4) As for Kafka, Jewishness and his obsession with health or with the lack of that need many threads.
(onto part 6)
- From: saranath (@ soc162.soc.lsa.umich.edu)
on: Wed Jun 14 19:07:23 EDT 2000
Part-6
I will end this all here by giving some references so you could go to do some research for your self, if you like such things. I only hope you will shed your stereotypes about Jews or Kafka in the end, if you had any to begin with.
Bibliography
‘Kafka family values-Franz Kafka: the Jewish Patient by Sander Gilman’ a book review by Marshall Berman, in ‘The Nation’ New York, Nov 20, 1995
‘Retrospective prophets: Vico, Benjamin, and Other German mythologists’ by Joseph Mali in ‘Clio’, Fort Wayne, summer 1997
(The above will make the marxists truly paranoid, despite the fact Walter Benjamin who wrote on Kafka was a cultural Marxist of sorts. I am sure half baked progressives (dialectical thinkers!) in TN will fulminate against this piece too.)

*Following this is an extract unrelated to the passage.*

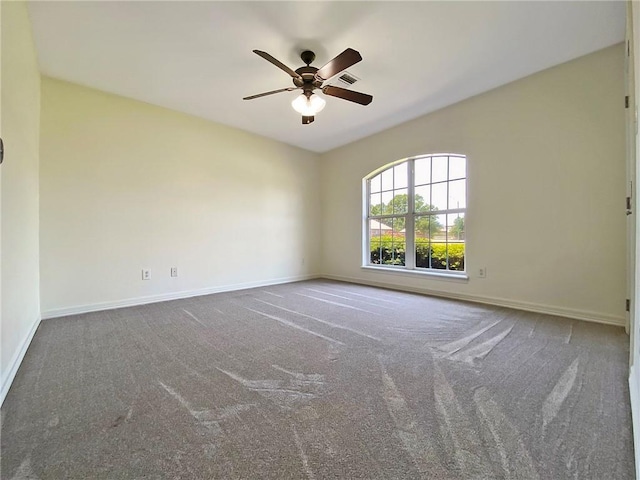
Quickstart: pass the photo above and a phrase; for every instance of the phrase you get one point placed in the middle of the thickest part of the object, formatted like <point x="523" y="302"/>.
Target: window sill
<point x="451" y="277"/>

‘Franz Kafka: The Jewish Patient’ reviewed by Rolf Goebel, Jr. (What a name, guy! With such a name who will want to read you?) in The Germanic Review, Washington, Fall 1996 –quite sharp support for Gilman here.
‘Kafka’s Identity Politics’- by Paul Ritter, in ‘The nation’ May 22, 2000. This was quite good too.
(Sub ref:
Prague territories: national conflict and cultural innovation in Franz Kafka’s Fin de Siecle’ by Scott Spector “’The Jewish Question’ in German Literature, 1749-1939: Emancipation and its discontents’’ by Ritchie Robertson
‘The Nightmare of Reason: a life of Franz Kafka’ by Ernest Pawel 1984. Berman considers this one of the truly great biographies of the year. I really liked the take on Kafka in this book.
The end!
- From: vj (@ lucre.tcom.purdue.edu)
on: Thu Jun 15 01:55:47 EDT 2000
My little attempt at understanding Kafka's mind on reading his work..
1. He was wonderfully lonely, probably by wonderful choice
2. He had an unique view to what fiction can do.
You can read a couple of pages and know we are in his world. That can explain why 'Kafkaesque' has a right to be in the dictionary.
3. He was cynical about the World and that always is an excellent source for ideas. I think he was very much a humanist.. a believer in existence and co-existence but was highly (and justifiably) disillusioned with the powers-that-be.
What I liked best were his short shorties, or 'fables' as they are called. One of them stays in my mind. Its about a person who wants to leave an Inn. The Inn-guy asks him where he's going and the person who is leaving says that he does not know that but the thing he does knows is that he does not want to be here. That kind of caught my mind because it seemed to sum up the human condition. Always staying for a while before knowing for certain that you have to move but not knowing where.
- From: saranath (@ soc162.soc.lsa.umich.edu)
on: Thu Jun 15 18:00:47 EDT 2000
i like Vj's last two lines quite a bit. It does capture kafka's personal predicament in life very well. thanks Vj, for putting it nicely. i do not admit to cynicism on the part of kafka. he knew that he was battling huge odds, but his little men never seem to give up. May be i need to read all his works to get a better idea of him, and you could be right in the end.
- From: ich bins (@ moppelchen.uzh.uni-freiburg.de)
on: Wed Dec 19 09:20:26
Naja ich bin nicht ganz sicher was ich sagen soll. Vielleicht ist wird besser wenn Sie den Text auf deutsch lesen. Und auch ein bisschen ueber den deutsche Geschichte, wo Kafka wohnte, gehoert damals oft zu deutschland/preussen.